Et puis il y a les livres que l’on invite : eux ne sont que de passage, ils restent à votre chevet le temps de la lecture, mais le fait que vous alliez au bout de chacun montre qu’ils ont aussi leur utilité.

Ça peut être, typiquement pour moi, des romans d’Agatha Christie ou de Gaston Leroux, et certaines bandes dessinées.

Et puis, entre les deux, entre les livres de chevet à demeure, et les livres de chevet invités, il y a les auteurs de chevet. Différents titres d’un même auteur, dont les œuvres défilent au cours de l’année entre vos mains et entre vos draps…

C’est, actuellement pour moi, Jean Giono et Rudyard Kipling, dont j’ai toujours un roman ou un recueil de nouvelles entamé à mon chevet.

Mais, si on fait le compte de tous ces livres de chevet, les permanents et ceux de passage, ils reflètent nos goûts (qui changent), nos préoccupations (qui varient aussi), nos espoirs (les déçus, et les nouveaux).

En bref, vos livres de chevet disent qui vous êtes, aujourd’hui, et racontent votre histoire, votre trajectoire dans la vie.

Ils sont, en effet, ce qu’il y a de plus intime et de plus réconfortant – oserai-je dire de plus sacré ? – au seuil de votre entrée dans le sommeil.

Et, justement, ils vous aident à rentrer avec plus de douceur et de concentration dans la nuit.

Lisez un livre au lit, vous dormirez mieux

Je me suis demandé si ce que j’éprouvais si évidemment était objectivable : est-ce que, oui ou non, l’on dort mieux la nuit après avoir lu avant d’éteindre notre veilleuse ?

Une étude, dont les résultats ont été publiés l’an dernier, le confirme.

Environ un millier de volontaires ont été répartis en deux groupes par les chercheurs : la moitié des participants lisait un livre avant de dormir, les autres pas.

Les auteurs ont estimé que le sommeil du ceux qui lisaient avant de dormir était 8 à 22% supérieur au sommeil de ceux qui ne lisaient pas[5].

Je précise que ces résultats ne s’obtiennent qu’avec… un livre.
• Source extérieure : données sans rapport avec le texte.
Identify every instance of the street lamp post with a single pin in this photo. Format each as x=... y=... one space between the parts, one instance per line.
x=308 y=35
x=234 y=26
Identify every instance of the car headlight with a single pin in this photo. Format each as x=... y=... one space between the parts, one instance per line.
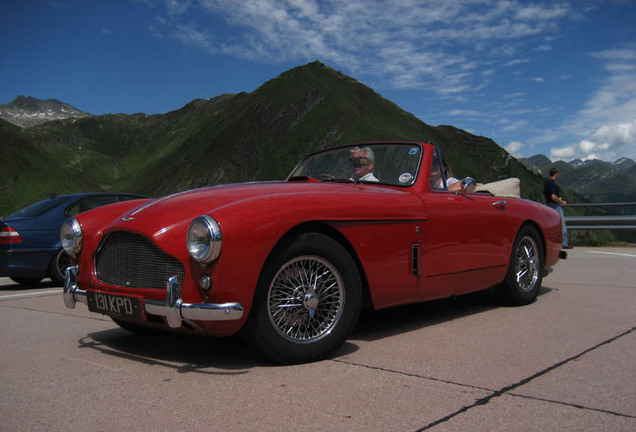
x=71 y=236
x=204 y=239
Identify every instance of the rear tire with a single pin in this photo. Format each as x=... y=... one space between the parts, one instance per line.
x=307 y=300
x=524 y=277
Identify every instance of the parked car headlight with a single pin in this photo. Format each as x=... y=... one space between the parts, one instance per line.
x=204 y=239
x=71 y=236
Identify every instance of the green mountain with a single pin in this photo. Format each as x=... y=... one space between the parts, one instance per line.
x=230 y=138
x=595 y=180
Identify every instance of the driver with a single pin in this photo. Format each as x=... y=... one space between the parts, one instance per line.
x=362 y=164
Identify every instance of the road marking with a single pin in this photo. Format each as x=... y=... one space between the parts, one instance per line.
x=613 y=253
x=31 y=294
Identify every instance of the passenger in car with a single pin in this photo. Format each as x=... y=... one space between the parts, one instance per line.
x=362 y=164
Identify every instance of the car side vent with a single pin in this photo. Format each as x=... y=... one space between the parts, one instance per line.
x=415 y=258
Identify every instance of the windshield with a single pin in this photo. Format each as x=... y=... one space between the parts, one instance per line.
x=38 y=208
x=395 y=164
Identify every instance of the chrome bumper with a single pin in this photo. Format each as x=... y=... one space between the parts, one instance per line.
x=173 y=309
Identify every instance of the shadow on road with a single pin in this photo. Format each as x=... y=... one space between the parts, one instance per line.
x=232 y=355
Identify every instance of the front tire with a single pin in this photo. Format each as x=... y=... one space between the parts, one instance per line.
x=524 y=277
x=307 y=301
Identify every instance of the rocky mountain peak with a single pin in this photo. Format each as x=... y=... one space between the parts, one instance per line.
x=28 y=111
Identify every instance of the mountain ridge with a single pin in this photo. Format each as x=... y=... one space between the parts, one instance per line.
x=230 y=138
x=596 y=180
x=28 y=111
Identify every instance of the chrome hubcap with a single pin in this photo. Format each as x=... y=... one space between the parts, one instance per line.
x=305 y=299
x=527 y=264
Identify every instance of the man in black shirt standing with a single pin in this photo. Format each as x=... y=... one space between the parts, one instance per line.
x=552 y=199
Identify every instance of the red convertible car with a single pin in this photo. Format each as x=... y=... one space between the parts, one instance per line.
x=290 y=264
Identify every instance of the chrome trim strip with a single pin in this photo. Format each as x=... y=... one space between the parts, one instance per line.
x=176 y=311
x=72 y=292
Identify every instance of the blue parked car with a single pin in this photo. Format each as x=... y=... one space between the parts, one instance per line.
x=30 y=247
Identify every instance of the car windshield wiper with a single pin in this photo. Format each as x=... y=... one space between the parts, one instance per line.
x=330 y=178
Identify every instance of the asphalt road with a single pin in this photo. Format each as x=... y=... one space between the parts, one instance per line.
x=565 y=363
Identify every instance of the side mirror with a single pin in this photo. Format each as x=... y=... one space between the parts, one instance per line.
x=469 y=185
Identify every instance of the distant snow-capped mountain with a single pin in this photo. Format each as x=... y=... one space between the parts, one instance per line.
x=29 y=111
x=595 y=179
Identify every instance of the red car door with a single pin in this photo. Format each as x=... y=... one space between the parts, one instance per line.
x=467 y=245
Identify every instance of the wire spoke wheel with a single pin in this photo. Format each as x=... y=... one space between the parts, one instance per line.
x=306 y=299
x=527 y=264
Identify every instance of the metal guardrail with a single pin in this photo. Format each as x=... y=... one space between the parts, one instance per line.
x=612 y=222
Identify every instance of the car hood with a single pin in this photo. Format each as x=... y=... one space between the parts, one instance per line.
x=160 y=216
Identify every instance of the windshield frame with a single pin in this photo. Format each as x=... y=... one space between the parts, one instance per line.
x=404 y=180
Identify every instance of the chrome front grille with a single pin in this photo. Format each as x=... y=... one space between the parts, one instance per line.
x=130 y=260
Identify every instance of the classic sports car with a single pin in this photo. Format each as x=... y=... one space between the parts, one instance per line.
x=30 y=248
x=291 y=263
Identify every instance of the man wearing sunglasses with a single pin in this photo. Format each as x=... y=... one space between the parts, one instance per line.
x=362 y=160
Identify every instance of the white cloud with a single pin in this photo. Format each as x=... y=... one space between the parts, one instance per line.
x=437 y=45
x=607 y=122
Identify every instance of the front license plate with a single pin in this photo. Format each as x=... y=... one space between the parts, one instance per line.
x=110 y=304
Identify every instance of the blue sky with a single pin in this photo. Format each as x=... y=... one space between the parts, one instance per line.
x=550 y=77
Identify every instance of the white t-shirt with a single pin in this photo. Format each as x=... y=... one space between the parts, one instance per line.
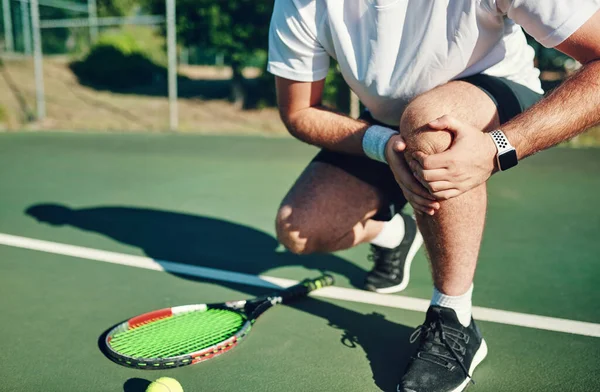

Une précédente étude de 2016 avait en effet comparé, elle, la qualité du sommeil de participants lisant sur un iPad avant de dormir, à celle de participants lisant un livre.

Sans surprise, les chercheurs avaient conclu que l’écran rétroluminescent de la tablette avait un effet perturbateur sur le cycle du sommeil de ses utilisateurs[6].

Au moment de l’année où le temps nocturne est le plus long de l’année, mon conseil est donc terriblement simple : choisissez un bon livre avant de dormir, il vous réchauffera, et vous bercera.

Je découvrirai avec plaisir le liste de vos livres de chevet, en commentaire à cette lettre.

Belles fêtes à vous,

Rodolphe Bacquet


[1] A. Manguel, Une histoire de la lecture, Babel, 1998, pp.222-223

[2] Ibid., pp.227-228

[3] GF, traduction d’Antoine Galland.

[4] Aubier Montaigne, 1990.

[5] Finucane, Elaine et al. “Does reading a book in bed make a difference to sleep in comparison to not reading a book in bed?

[6] Grønli, Janne et al. “Reading from an iPad or from a book in bed: the impact on human sleep. A randomized controlled crossover trial.”